On est évidemment déçu d’aller rue des Rosiers pour se rendre compte que ce cher Rabbi Jacob n’a jamais dansé dans le Pletzl, célèbre quartier juif de Paris. Tout s’est passé à Saint-Denis ! C’est toujours l’occasion de repasser devant la superbe devanture du restaurant de Jo Goldenberg, qui a réellement servi pour le tournage de 'L’Union sacrée' d’Alexandre Arcady, sur l’attentat de la rue des Rosiers. Parfois, notre guide nous emmène voir des petits hôtels particuliers, des jardins cachés, très jolis certes, mais qui nous éloignent du propos principal. Petit détour par Carnavalet (on ne pénètre pas dans le musée), dont les œuvres ont inspiré ‘Le Parfum’ et où l’on apprend que le prix d’un tournage sur place est de 3 500 € par jour.

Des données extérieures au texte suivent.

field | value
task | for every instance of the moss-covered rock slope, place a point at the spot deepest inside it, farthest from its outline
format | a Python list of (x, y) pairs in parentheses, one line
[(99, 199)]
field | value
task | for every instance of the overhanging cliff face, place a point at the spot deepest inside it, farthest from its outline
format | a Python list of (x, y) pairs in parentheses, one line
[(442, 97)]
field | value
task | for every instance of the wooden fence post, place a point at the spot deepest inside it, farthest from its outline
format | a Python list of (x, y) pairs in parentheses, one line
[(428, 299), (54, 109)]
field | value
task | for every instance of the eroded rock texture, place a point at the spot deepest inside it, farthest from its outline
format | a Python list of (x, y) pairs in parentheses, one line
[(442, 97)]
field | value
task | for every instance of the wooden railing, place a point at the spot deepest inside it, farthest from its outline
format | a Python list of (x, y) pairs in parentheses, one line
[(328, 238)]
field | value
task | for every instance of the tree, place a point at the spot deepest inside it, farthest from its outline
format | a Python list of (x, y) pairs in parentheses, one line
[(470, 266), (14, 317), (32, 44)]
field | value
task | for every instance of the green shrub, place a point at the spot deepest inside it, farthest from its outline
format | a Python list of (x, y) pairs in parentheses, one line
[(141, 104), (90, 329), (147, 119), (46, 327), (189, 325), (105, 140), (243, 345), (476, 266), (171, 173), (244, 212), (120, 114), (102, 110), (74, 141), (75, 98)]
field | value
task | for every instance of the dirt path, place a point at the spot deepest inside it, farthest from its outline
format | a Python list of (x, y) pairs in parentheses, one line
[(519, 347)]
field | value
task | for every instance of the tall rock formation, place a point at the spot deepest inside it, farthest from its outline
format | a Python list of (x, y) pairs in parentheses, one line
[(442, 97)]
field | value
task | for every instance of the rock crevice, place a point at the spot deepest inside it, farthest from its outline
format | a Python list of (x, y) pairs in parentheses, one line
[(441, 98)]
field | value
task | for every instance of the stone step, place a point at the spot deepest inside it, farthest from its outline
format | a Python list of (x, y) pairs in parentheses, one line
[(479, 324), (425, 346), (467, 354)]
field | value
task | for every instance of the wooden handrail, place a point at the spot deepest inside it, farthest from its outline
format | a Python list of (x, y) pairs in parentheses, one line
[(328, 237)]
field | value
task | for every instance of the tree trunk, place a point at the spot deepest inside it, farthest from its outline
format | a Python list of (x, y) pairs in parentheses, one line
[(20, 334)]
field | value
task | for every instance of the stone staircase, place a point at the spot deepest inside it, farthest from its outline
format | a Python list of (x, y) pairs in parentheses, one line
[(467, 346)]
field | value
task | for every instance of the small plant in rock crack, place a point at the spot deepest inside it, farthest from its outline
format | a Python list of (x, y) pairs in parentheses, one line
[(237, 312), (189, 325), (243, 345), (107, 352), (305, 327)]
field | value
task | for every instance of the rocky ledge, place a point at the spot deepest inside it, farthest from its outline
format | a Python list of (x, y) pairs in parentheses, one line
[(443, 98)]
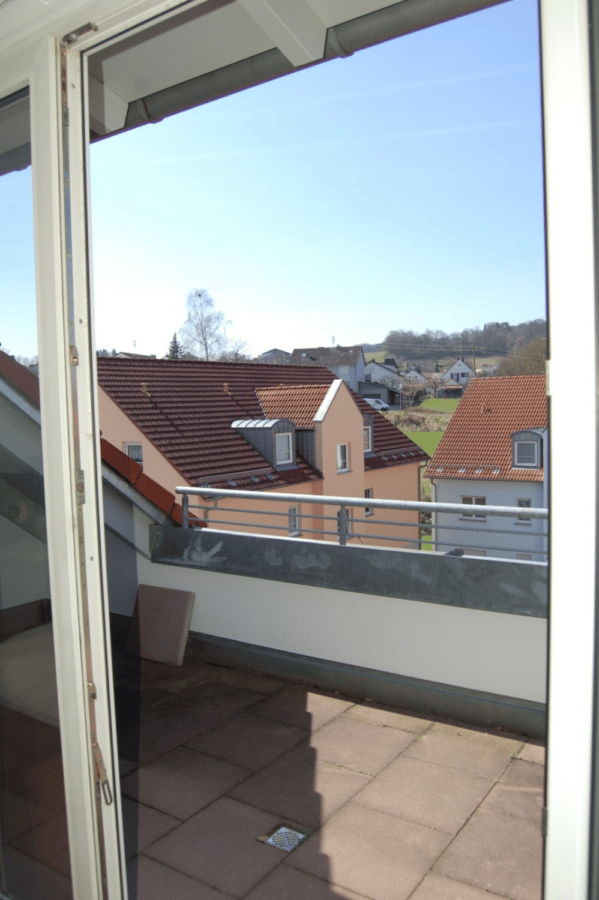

Place Sainte-Catherine, on se remémore Gilles Lellouche escaladant le store du Bistrot de la Place pour faire sa déclaration à Louise Monot dans 'Les Petits Mouchoirs' de Guillaume Canet. Un peu léger. En fin de visite, un choix émouvant est fait par notre guide, qui nous raconte l'histoire de la rue Charlot et son marché des Enfants Rouges. Alexandre Trauner, fameux chef décorateur (‘Les Enfants du paradis’, ‘Hôtel du Nord’) y avait imaginé le Paris étrange et sale du 'Tchao Pantin' de Claude Berri en 1983. L’appartement encrassé de solitude du regretté Coluche, c’est lui. Habitant du quartier, Olivier Assayas a lui aussi situé l'action de son segment de 'Paris je t'aime' dans le marché des Enfants Rouges. On y voit la douce Maggie Gyllenhaal attendre patiemment son dealer.
A la toute fin de notre promenade, on passe une tête aux Archives nationales, qui ont servi de siège à la Kommandantur dans l'irrésistible 'Papy fait de la résistance' ainsi qu'à quelques scènes du majestueux 'Marie-Antoinette' de Sofia Coppola. Film exigeant, dont les costumes représentaient 7 % du budget total. On s’échappe à la bourre vers Beaubourg pour évoquer dans un dernier souffle l'agent 007 dans ‘Moonraker’. C'est au Centre Pompidou que la rencontre entre James Bond et la jolie Holly Goodhead a été filmée, car un tournage au Royaume-Uni coûtait trop cher. Après cette déambulation, on ressort donc un peu plus savant, même si on aurait bien aimé en savoir plus sur les mystères du Marais et les films qui ont contribué à sa renommée. Malgré la sincérité et la passion manifestes de notre guide, le cinéphile reste sur sa faim. Pas un mot sur ‘La Reine Margot’ de Patrice Chéreau, sur 'La Traversée de Paris' de Claude Autant-Lara ou sur le 'Bossu' de Philippe de Broca. A 17 € la promenade, le clap de fin de visite peut laisser un tantinet amer.
Quoi ? • Ciné-balade : le Marais.
Quand ? • Du 7 au 27 juin, à 15h.
Où ? • 1 place Saint-Gervais dans le 4e, à deux pas de l'Hôtel de Ville.